# Pre-Process global _daily_ SST using `hot_to_blOb` to extract binary features

## Steps:
1. Compute Normalised Detrended Anomaly (cf. `hot_to_blOb.py::compute_normalised_anomaly()`)
2. Identify Extreme Values (i.e. above 95th percentile)

N.B.: Exploits parallelised `Dask` operations with optimised chunking using `flox` \
N.N.B.: This example using 40 years of Daily outputs at 0.25° resolution takes ~4 minutes on 128 cores

In [None]:
import xarray as xr
import dask
import intake
from getpass import getuser
from pathlib import Path

import spot_the_blOb.hot_to_blOb as hot
import spot_the_blOb.helper as hpc

In [None]:
# Start Dask Cluster
client = hpc.StartLocalCluster(n_workers=64, n_threads=2)

In [None]:
# Import 40 years of Daily EERIE ICON data

cat = intake.open_catalog("https://raw.githubusercontent.com/eerie-project/intake_catalogues/main/eerie.yaml")
expid = 'eerie-control-1950'
version = 'v20231106'
model = 'icon-esm-er'
gridspec = 'gr025'

dat = cat['dkrz.disk.model-output'][model][expid][version]['ocean'][gridspec]

In [None]:
# Load the data directly into optimal chunks

da_predictor = dat['2d_daily_mean'](chunks={}).to_dask().to.isel(depth=0).drop_vars('depth') # Test da
time_chunk = hot.rechunk_for_cohorts(da_predictor).chunks[0]
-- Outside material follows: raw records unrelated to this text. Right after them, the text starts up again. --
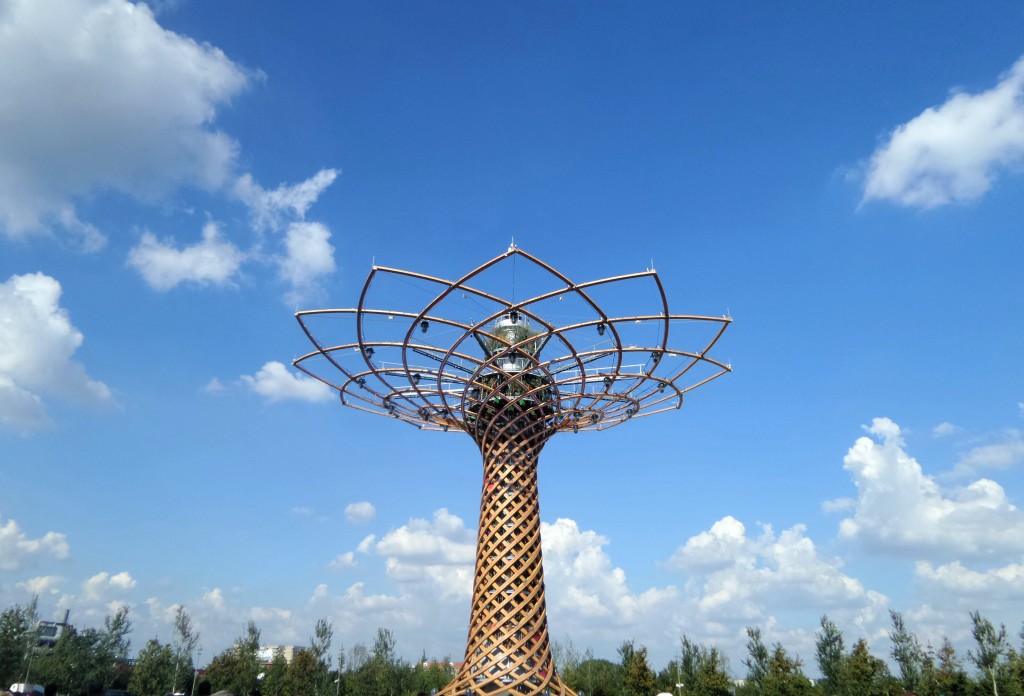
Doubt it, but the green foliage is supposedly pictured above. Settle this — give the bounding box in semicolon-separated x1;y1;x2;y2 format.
815;615;845;696
129;639;177;696
309;618;333;696
261;653;288;696
889;611;926;694
347;628;407;696
31;606;134;692
620;641;655;696
761;643;811;696
970;611;1010;696
744;627;770;689
564;656;621;696
0;598;38;686
171;606;199;695
660;636;731;696
838;639;897;696
204;620;261;696
409;658;456;695
284;648;319;696
925;637;970;696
sst = dat['2d_daily_mean'](chunks={'time':time_chunk}).to_dask().to.isel(depth=0).drop_vars('depth')

In [None]:
# Process Data using `hot_to_blOb` helper functions:

extreme_events_ds = hot.preprocess_data(sst, 
                                        detrend_orders=[1,2],    # Detrend the data with Linear + Quadratic polynomial (+ mean & seasonal & subseasonal harmonics)
                                        std_normalise=False,     # Don't re-normalise based on a 30-day rolling STD
                                        threshold_percentile=95)
extreme_events_ds

In [None]:
# Save data to `zarr` for more efficient parallel I/O

file_name = Path('/scratch') / getuser()[0] / getuser() / 'mhws' / 'extreme_events_binary.zarr'
extreme_events_ds.to_zarr(file_name, mode='w')
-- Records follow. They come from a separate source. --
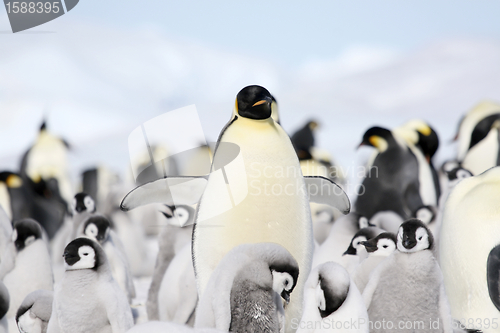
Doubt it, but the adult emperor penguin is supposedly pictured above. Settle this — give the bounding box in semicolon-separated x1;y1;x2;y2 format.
195;243;299;333
352;232;396;293
0;219;53;321
455;101;500;175
16;289;53;333
0;282;9;333
355;126;425;220
147;204;195;321
363;219;453;333
47;238;133;333
119;85;350;332
79;215;136;304
297;262;369;333
393;119;440;206
439;166;500;330
291;120;319;160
## Test the De-trended Data

In [None]:
from spot_the_blOb.plotter import *

In [None]:
file_name = Path('/scratch') / getuser()[0] / getuser() / 'mhws' / 'extreme_events_binary_v3.zarr'
dat_detrend = xr.open_zarr(file_name, chunks={}).dat_detrend

In [None]:
# Check mean is identically 0
fig, ax = dat_detrend.mean(dim='time').plotter.pplot(var_units='Mean Anomaly', cmap='RdBu_r')

In [None]:
# Check the spatially-averaged trends are 0
dat_detrend.mean(dim={'lat','lon'}).plot()